The US Dollar Index (DXY) remained steady around 98.9 on Thursday, maintaining its position near a two-month high after advancing by 0.9% over the previous three sessions. The dollar’s momentum was largely sustained by the relative weakness of other major global currencies.
Analysts noted that the ongoing market developments continue to bolster the greenback’s rally, even as occasional sell-offs emerge amid a fragile economic sentiment. Investor optimism persists following the Federal Open Market Committee (FOMC) minutes, which reaffirmed policymakers’ shared goal of fostering employment growth while guiding inflation toward the 2% target.
However, a brief wave of dollar selling was observed as investors sought refuge in safe-haven assets amid the ongoing US government shutdown. Although gold initially dipped, renewed buying activity around the $4,000 mark pushed its price close to $4,038.
During early European trading, limited follow-through dollar buying was recorded before early gains were pared back. This left the greenback mixed against G10 currencies, with the Scandinavian currencies, British pound, and New Zealand dollar notably underperforming.
The dollar strengthened against the Japanese yen after conservative politician Sanae Takaichi secured victory in Japan’s leadership contest, fueling expectations of increased fiscal spending. Meanwhile, markets reacted to Beijing’s announcement of new export controls on critical minerals and related technologies.

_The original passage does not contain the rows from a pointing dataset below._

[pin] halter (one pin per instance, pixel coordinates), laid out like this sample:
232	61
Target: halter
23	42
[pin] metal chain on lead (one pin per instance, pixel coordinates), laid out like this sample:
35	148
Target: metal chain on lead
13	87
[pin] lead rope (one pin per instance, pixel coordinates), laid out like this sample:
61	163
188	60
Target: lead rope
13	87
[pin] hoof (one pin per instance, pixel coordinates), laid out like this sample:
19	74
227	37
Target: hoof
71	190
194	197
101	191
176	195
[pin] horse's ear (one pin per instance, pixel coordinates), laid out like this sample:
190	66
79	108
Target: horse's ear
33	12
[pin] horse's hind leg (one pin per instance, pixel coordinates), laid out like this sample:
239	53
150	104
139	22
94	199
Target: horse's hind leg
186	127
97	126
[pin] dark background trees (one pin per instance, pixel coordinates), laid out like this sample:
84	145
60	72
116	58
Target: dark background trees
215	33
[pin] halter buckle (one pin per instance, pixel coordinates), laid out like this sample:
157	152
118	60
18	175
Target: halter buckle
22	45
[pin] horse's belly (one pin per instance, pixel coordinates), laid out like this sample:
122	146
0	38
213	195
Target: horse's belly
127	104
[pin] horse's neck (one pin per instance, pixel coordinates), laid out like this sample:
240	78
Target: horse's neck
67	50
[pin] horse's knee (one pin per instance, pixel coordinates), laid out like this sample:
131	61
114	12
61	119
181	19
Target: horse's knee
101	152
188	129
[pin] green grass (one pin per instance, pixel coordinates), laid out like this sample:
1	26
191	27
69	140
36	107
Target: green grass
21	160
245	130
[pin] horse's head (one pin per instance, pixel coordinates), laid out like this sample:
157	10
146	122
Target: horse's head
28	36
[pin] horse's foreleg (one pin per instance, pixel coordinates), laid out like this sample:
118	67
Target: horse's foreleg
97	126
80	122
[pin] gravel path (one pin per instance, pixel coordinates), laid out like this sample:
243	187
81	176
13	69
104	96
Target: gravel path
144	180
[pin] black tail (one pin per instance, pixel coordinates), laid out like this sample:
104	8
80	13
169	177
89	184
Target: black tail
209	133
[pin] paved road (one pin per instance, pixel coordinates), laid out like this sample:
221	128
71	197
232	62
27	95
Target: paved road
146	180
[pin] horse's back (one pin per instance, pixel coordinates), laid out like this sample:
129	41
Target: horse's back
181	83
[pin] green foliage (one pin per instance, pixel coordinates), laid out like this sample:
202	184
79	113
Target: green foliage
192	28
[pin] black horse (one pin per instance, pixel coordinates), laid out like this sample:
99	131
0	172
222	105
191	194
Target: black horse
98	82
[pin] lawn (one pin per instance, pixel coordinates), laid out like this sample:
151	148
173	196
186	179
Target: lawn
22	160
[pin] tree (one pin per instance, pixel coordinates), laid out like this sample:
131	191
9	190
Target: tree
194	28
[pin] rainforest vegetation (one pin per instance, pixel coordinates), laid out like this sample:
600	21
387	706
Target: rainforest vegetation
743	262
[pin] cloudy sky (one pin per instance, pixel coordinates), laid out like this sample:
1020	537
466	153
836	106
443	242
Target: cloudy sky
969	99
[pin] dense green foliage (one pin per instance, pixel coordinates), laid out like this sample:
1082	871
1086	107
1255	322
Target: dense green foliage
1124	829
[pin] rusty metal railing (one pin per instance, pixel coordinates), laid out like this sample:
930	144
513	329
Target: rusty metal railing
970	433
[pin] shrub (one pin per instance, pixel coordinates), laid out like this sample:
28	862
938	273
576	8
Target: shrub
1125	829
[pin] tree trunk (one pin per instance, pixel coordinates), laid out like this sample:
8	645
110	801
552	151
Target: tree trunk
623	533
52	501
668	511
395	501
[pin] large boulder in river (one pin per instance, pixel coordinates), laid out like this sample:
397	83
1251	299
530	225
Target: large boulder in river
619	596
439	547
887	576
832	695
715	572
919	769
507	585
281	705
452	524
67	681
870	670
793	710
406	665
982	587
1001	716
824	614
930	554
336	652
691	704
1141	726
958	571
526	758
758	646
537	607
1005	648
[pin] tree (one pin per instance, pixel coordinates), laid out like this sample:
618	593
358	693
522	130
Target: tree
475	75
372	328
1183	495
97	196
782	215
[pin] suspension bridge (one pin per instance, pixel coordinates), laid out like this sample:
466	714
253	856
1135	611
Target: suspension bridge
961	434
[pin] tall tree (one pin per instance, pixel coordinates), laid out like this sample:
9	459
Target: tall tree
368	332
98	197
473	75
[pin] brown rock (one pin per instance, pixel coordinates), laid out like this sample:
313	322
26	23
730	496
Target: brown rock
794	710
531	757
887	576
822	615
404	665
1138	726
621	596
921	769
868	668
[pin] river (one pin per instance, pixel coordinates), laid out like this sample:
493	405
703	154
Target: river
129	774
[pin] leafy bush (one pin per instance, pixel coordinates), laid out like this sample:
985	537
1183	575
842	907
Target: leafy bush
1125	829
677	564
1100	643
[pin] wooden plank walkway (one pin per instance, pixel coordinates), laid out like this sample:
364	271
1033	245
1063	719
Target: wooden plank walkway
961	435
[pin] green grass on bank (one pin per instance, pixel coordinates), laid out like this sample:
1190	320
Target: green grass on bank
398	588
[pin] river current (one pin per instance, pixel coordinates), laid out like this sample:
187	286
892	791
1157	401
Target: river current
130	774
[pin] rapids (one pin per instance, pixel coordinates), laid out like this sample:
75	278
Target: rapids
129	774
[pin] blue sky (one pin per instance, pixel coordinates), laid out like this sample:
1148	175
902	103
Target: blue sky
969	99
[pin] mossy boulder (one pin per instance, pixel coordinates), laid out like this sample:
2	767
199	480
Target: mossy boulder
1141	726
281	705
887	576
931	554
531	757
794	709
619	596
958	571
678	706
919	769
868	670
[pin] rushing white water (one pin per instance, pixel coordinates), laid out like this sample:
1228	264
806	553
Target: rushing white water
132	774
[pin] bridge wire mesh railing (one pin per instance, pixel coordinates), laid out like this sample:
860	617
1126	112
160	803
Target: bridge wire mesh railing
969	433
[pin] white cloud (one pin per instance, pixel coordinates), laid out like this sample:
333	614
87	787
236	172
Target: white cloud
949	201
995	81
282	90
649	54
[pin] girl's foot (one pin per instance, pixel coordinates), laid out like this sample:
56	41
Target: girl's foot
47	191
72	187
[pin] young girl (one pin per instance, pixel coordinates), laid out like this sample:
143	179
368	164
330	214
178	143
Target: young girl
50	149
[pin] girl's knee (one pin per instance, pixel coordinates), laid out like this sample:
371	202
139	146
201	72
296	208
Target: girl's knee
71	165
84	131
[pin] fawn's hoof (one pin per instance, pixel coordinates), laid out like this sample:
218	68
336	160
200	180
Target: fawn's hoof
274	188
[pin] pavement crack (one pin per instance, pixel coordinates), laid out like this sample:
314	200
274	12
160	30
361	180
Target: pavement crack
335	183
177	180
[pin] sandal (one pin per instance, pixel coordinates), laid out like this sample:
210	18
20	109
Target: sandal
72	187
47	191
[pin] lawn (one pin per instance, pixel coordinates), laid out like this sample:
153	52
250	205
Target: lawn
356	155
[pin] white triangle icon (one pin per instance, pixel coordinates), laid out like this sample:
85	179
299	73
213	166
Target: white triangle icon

Across Europe, the euro came under further pressure amid rising political uncertainty in France. President Emmanuel Macron disclosed that a new prime minister would likely be appointed within 48 hours to stabilize governance.
Back in the United States, the ongoing government shutdown continues to stall the release of vital economic indicators, leaving traders reliant on limited private-sector data to assess market conditions.
Despite these uncertainties, traders remain confident that the Federal Reserve will deliver two additional 25-basis-point rate cuts before year-end, as indicated by the latest meeting minutes where policymakers weighed employment risks against persistent inflationary pressures.
Currency market analysts observe that US dollar pairs are showing renewed volatility after a relatively calm trading week, suggesting potential opportunities for short-term traders in the days ahead.